Günlerin peşi sıra birbirini kovaladığı adeta bayrak yarışı yapar gibi birbirine bağlı ve bir o kadar da bağımsız olduklarını hissettirdikleri bir geceden klavyeme dökülen bir yazı bu da:
Neden bilmem gece olduğunda "Yalnızlık Bekçileri" iki omuzumda belirir. Şimdiki anı yoğun bir şekilde yaşayamadığımdan ya da eskiden normal bir günde hissettiğim duyguları, akışı hissedemediğimden bu bekçiler biri geçmiş diğeri gelecek vardiyasına ayrılarak biri “Özlem” diğeri “Ümit ” olarak yakaladıkları mahkumlarla tekrar olay yerine iştigal ederler. Nedir bu geceleri gelip evin tavanını bir fikir havuzuna dönüştüren şey?
✦Kendimizi keşfetmenin verdiği fazla düşünme hali mi?
✦Yoksa eskisi kadar yorul(-a)madığımızdan gelen üretme halinin devamı mı?
✦✦Bilemiyorum….
Ama şundan eminim ki, karantina boyunca (yaklaşık bir senedir ) kendim için dikkate ve uğraşa değer alanlarda çalışıp ürün çıkarmaya çabaladığım, bedenimi yorduğum, dostlarımı fiziksel olarak göremeden olsa da iletişime geçtiğim günlerde çok rahat uyuyorum. Gece çöktüğünde tavanı izlemek veya iç sesimi susturmak amacıyla dizi veya film kovalamıyorum.

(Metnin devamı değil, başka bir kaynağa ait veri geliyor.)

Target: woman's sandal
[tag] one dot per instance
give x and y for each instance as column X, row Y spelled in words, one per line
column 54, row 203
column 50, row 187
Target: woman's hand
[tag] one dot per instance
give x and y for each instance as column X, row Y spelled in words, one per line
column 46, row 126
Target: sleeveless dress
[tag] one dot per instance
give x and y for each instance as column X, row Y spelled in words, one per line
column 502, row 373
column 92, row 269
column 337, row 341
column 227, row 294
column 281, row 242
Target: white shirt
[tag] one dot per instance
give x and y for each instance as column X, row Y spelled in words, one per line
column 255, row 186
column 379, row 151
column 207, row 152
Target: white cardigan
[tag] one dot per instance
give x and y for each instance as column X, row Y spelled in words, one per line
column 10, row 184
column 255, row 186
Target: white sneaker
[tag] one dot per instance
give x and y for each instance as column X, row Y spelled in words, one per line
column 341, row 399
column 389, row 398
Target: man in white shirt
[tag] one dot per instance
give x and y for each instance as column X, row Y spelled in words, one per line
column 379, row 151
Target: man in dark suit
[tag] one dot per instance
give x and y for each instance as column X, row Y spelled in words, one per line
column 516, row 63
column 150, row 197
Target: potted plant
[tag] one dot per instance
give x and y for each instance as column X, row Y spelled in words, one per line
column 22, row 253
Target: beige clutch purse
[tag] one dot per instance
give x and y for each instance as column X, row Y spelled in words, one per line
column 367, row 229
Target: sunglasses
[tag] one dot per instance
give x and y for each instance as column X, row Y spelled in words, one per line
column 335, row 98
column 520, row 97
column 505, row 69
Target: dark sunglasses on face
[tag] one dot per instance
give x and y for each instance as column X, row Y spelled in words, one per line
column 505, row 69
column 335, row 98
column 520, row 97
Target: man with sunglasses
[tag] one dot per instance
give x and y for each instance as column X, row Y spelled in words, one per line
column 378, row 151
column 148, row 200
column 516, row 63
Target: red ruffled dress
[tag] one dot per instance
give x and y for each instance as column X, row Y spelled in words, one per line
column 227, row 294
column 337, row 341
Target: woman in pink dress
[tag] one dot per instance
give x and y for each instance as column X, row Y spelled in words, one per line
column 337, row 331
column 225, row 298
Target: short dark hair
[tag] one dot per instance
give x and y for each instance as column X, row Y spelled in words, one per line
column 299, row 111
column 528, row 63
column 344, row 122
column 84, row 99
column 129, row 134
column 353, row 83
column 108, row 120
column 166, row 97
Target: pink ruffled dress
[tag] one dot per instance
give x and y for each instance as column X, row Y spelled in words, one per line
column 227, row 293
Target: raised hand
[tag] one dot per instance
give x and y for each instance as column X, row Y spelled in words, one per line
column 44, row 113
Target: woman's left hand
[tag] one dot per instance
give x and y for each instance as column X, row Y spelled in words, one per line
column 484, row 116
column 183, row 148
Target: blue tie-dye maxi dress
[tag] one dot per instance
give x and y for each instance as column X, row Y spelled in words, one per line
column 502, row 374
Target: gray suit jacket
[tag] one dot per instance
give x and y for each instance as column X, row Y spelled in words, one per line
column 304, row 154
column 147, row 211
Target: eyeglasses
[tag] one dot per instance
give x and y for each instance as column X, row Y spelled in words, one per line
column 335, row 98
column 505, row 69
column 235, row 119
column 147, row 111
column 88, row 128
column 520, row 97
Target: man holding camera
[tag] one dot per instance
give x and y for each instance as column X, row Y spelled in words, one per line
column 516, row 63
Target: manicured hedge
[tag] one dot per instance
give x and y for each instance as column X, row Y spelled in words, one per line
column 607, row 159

Geçmişi düşününce maskesiz ve dostlarımla beraber kendi anlam arayışlarımız üzerine yaptığımız sohbetler aklıma geldikçe duygulanıyorum. Üniversite ortamı denilen kavramı anlamadan ve o sosyalliğin mutluluğunu tatmadığımı hatırladığımda üzülüyorum, belki de kızıyorum. Sonra duygusallığın dalgalı kıyılarından objektifliğin durgun limanlarına doğru suyun akışıyla geldiğimde; içsel olarak durulduğumda, kendi kendime diyorum ki:
✦”Alışman lazım .”
✦”Alışmamız lazım.”
✦”Alışmamız lazım.”
Dijitalizmin etkisinin bu kadar sert bir şekilde hissedildiği bir dünyaya gelen çocuklar olarak bununla yaşamaya ,fiziki toplanmaların yerini hologramik ve bol pixelli toplanmalar ; arkadaşlık, dostluk ve sevgili denilen kavramlarda yeni bir opsiyon olarak “dijital” benliklerin yerini almasına alışmamız lazım .Buna alışırken çok bocaladım hala da bocalıyorum. Bazen bu “normal” kavramına alışmak çok zor oluyor ama çabalıyorum.
Her zaman fiziksel bir araya gelmeleri, dijital olmayan hayatı yaşamayı savunan ,sosyal medyanın yarış haline sokan yanını reddeden bir genç olarak anlamaya çalışıyorum. Tüm savunmalarım ve geçmişe dönük kabullerimden sonra artık yeni düzeni kabul etmeye başlıyorum.
Bu “Tek başınalık” halini avantaja çevirip kendi yolumuzu belki de insanlık için yeni bir devrimin başlangıcını her birimiz birey olarak yapmalıyız. Bilgiye ulaşmanın bir o kadar kolay olduğu hatta her insanın bir “uzman eğitmen”(!) unvanını kendine verdiği bir dönemde bir birey olarak güvenilir kaynaklar ve eğitmenler eşliğinde kendi gelişimimizi sağlamalıyız.
Her birimiz “Homo Sapiens” olarak başladığımız bu yolda Dijital okuryazarlık alışkanlıkları geliştirerek “Homo Digitalis” olarak gelişmemize devam etmeliyiz. Bunu yaparken de ilk adım olanları ve olacakları analiz edip, kendi yolumuzu belirlemek olmalı.
Bu dönüşümü anlamak adına ilk olarak:
Martin Ford ‘un Robotların Yükselişi: Yapay Zeka ve İşsiz Bir Gelecek Tehlikesi kitabını okumuştum.
Daha sonra Ufuk Tarhan’ın T-İnsan kitabı ile aydınlanma yaşadım. Ufuk Tarhan sayesinde “Fütürist” kavramı ile tanıştım. Bu da benim” Ülkemde bu bakış açısı ile bakan, geleceği tasarlamak isteyen insanlar var mı?” sorusunu sormamı sağladı .Bu da “Fütüristler Derneği” ile tanışmamı sağladı.
1 Mart 2020 tarihli Gelecek Günü ‘nde bakış açım ve hedeflerim fazlasıyla değişti.
“Veri Bilimi, Yapay Zeka ,Dijitalizm, Fütürizm ” ve benzeri birçok kavram ile karşılaşmamdan sonra halen kendi yolumu bulmaya çalışıyorum.
“Gelecekte kendimi nerede görmek istiyorum ,insanlığa nasıl bir fayda sunmak istiyorum?” sorusunu her gün düşünüyorum.
Bu yazıdaki amacım da sizin de kendinize bu soruyu sormanız ve kendi yolunuzu kendi yöntemlerinizle bulmaya başlamanız. Ben olanları kabule geçmeye ve kendime çözüm bulmaya çalışıyorum. Umarım sizler de kendi maceranızda kendi benliğiniz bularak mutlulukla bu yola başlar ve devam edersiniz.